Contemporary power systems are characterized by increasing penetrations of renewable and distributed energy resources (DERs), which present both opportunities and challenges for reliable system operation. Uncertainty in renewable generation must be managed over both shorter and longer timescales, necessitating greater flexibility in the supply and demand of electricity. Fortunately, this rise in renewables has been accompanied by the growth of flexible energy resources such as energy storage and aggregated demand flexibility. However, these assets are generally not adequately integrated into existing electricity market structures leading to many benefits of their flexibility going unrealized. Additionally, distributed energy resources, such as rooftop solar and electric vehicles, present a challenge to the traditional top-down management of power systems, requiring new decentralized control and market architectures to ensure their safe operation and to maximize their value.

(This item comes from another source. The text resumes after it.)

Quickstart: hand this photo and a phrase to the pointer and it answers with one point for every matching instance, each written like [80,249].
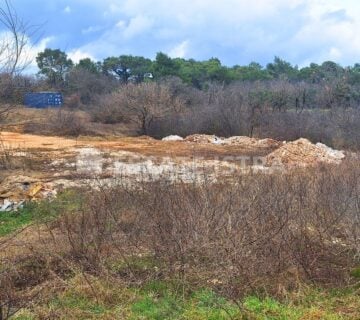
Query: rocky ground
[39,166]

This dissertation tackles a range of questions relating to the integration of flexible and distributed resources into electricity markets in the presence of uncertainty, using techniques from control theory, game theory, multiparametric programming, and distributed optimization.

The main contributions of this dissertation encompass novel analysis and design of markets, both centralized and decentralized, that explicitly integrate distributed and flexible resources, numerical methods providing exact solutions to multi-leader follower equilibrium problems among strategic bidders, and insights into the role of virtual bidders in managing demand uncertainty in two-stage markets.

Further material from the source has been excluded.